Today, Americans aged 65 years and older make up an estimated 17% of the American population, numbering about 55 million people. Of this population, the median age is 73, meaning that more than 27 million Americans are 73 years of age or older. In 2010, the percentage of Americans 65 and older was just 13%, or 40 million. This means the senior-citizen population grew by a staggering 40% between the two decennial censuses.

The increase is more shocking still when one considers that the U.S. population as a whole rose by only 7% during that decade. If we widen our temporal lens, we discover that America's elderly population in 1970 was 10% of the total population, or 20 million individuals. In the half-century since, the total population has grown from 203 million to 331 million — an increase of 63%. In the same period, the elderly population swelled by 175%.

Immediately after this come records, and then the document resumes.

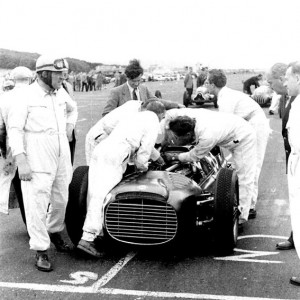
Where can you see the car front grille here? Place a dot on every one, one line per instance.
(141, 218)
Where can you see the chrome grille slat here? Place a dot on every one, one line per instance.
(141, 218)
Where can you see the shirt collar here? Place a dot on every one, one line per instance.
(131, 89)
(45, 92)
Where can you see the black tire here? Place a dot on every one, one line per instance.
(186, 99)
(226, 213)
(76, 208)
(16, 182)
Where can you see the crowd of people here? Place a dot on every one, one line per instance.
(37, 122)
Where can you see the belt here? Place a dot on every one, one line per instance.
(48, 132)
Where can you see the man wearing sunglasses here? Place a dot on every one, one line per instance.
(39, 129)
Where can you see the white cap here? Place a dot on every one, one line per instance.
(20, 73)
(8, 83)
(50, 63)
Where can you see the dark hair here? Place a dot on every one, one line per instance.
(155, 106)
(182, 125)
(158, 94)
(217, 77)
(295, 67)
(134, 69)
(277, 70)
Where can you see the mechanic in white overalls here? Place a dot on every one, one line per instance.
(292, 83)
(106, 124)
(212, 129)
(133, 138)
(22, 77)
(39, 128)
(240, 104)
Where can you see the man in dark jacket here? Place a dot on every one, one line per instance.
(133, 90)
(275, 78)
(251, 81)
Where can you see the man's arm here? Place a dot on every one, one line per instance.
(16, 120)
(112, 102)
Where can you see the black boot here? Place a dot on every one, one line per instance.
(59, 243)
(42, 261)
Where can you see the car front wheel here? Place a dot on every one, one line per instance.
(76, 208)
(226, 213)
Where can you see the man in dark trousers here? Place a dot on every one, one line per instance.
(251, 81)
(275, 78)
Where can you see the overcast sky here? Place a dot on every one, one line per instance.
(217, 33)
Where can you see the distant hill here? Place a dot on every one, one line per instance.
(10, 59)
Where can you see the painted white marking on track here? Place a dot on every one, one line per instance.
(113, 271)
(106, 291)
(81, 277)
(252, 253)
(81, 120)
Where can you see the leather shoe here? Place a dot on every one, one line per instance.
(295, 281)
(286, 245)
(252, 213)
(59, 243)
(42, 261)
(89, 248)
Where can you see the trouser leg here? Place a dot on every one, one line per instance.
(101, 180)
(59, 197)
(36, 196)
(245, 161)
(294, 198)
(262, 135)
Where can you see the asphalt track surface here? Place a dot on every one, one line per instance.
(255, 271)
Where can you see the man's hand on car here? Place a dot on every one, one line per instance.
(160, 161)
(169, 157)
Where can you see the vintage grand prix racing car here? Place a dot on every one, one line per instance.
(163, 206)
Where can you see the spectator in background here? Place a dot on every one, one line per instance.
(90, 81)
(158, 94)
(100, 79)
(254, 80)
(201, 78)
(188, 82)
(117, 79)
(275, 77)
(292, 83)
(71, 80)
(84, 82)
(22, 77)
(133, 90)
(274, 103)
(123, 78)
(78, 82)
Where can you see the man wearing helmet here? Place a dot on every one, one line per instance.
(44, 119)
(21, 76)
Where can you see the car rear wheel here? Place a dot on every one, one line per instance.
(76, 208)
(226, 213)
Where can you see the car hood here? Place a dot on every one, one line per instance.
(171, 186)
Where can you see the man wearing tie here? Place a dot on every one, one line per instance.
(133, 90)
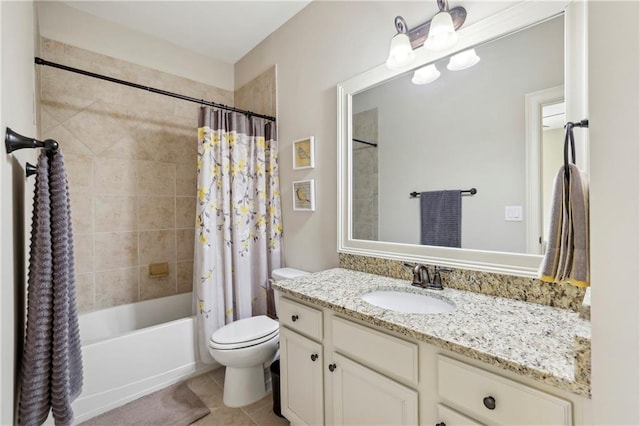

Given our graying population, one might suspect that figuring out ways to best care for older Americans would dominate the national conversation. But within the small circle of elite commentators who drive that conversation, the collapsing birth rate in America and the West more broadly has garnered far more interest. This is an important challenge, of course: Falling birth rates mean a nation's population will shrink, which diminishes the labor force, strains pension systems, and puts demographic sustainability at risk. And yet the flip side of this trend — the explosion in the senior-citizen population — poses its own problems.

When commentators do discuss the elderly, they often focus on the root causes of the demographic transition to an older population, or the effect this transition will have on economic growth. Far less attention has been paid to what it might be like to grow old in this world. The question is pressing because, barring an unprecedented baby boom or population collapse, this aging society is our future.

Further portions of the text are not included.